Fig. 2: Characteristics of DMPs and mediated phenotypes of CAD poor prognosis.

a Enrichment of tissue and cell types by referencing to the histone modification peaks, H3K36me3 (a mark for near transcription termination site) and H3K4me1 (a mark for active enhancers). b Enrichment of tissue and cell types by enhancers and transcription start sites, referencing to the 15 chromatin states in RoadMap Epigenomics. Enh: Enhancer, TxWk: Weak transcription. a, b Statistical enrichment analysis was performed using a binomial test against an array-specific background. c Enrichment of Gene Ontology terms among the prognosis genes.
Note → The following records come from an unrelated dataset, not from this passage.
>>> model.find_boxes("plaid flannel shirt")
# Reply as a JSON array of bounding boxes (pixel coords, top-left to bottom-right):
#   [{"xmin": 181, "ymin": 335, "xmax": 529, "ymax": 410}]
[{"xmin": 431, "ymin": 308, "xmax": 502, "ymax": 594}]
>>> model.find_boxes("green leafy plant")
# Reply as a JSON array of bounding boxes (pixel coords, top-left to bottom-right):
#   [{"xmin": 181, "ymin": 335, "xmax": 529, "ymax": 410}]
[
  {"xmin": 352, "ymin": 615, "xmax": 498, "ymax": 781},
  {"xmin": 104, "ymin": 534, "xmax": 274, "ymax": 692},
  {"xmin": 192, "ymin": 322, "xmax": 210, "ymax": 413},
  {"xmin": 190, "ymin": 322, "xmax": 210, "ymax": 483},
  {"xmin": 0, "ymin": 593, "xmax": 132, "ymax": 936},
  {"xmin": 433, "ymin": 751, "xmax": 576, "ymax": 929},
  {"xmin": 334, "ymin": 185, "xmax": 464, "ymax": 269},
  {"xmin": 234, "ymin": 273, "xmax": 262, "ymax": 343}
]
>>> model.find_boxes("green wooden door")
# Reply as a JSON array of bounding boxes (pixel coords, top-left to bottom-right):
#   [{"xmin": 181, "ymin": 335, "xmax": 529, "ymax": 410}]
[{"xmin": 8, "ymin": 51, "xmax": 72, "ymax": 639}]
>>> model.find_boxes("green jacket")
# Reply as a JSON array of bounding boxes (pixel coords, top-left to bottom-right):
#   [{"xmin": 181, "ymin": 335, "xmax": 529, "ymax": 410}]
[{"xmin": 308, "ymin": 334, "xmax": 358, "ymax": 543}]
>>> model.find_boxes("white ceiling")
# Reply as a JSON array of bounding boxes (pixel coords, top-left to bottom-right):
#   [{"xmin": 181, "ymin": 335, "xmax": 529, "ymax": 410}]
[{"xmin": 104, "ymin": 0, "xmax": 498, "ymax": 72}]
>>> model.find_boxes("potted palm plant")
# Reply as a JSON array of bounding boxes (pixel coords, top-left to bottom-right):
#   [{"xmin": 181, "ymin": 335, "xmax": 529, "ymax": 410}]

The P-value was computed from the Fisher exact test. d Association of the DMPs with inflammation indices, lipids, and heart functions. Scaled methylation beta values were presented. Significant correlations (P < 0.05) were marked by *. Linear regression was used to identify the relationship between DMPs and clinical phenotypes with age, sex, smoking, and percutaneous coronary intervention adjusted. WBC whole plasma cell count, LMR: lymphocyte-monocyte ratio, NLR neutrophil-lymphocyte ratio, PLR platelet-lymphocyte ratio, FIB fibrinogen, SII systemic immune-inflammation index, LDLC low-density lipoprotein cholesterol, HDLC high-density lipoprotein cholesterol, CHOL total cholesterol, TRIG triglycerides, LVEF left ventricular ejection fraction, LVMI left ventricular mass index. Source data were provided as a Source Data file.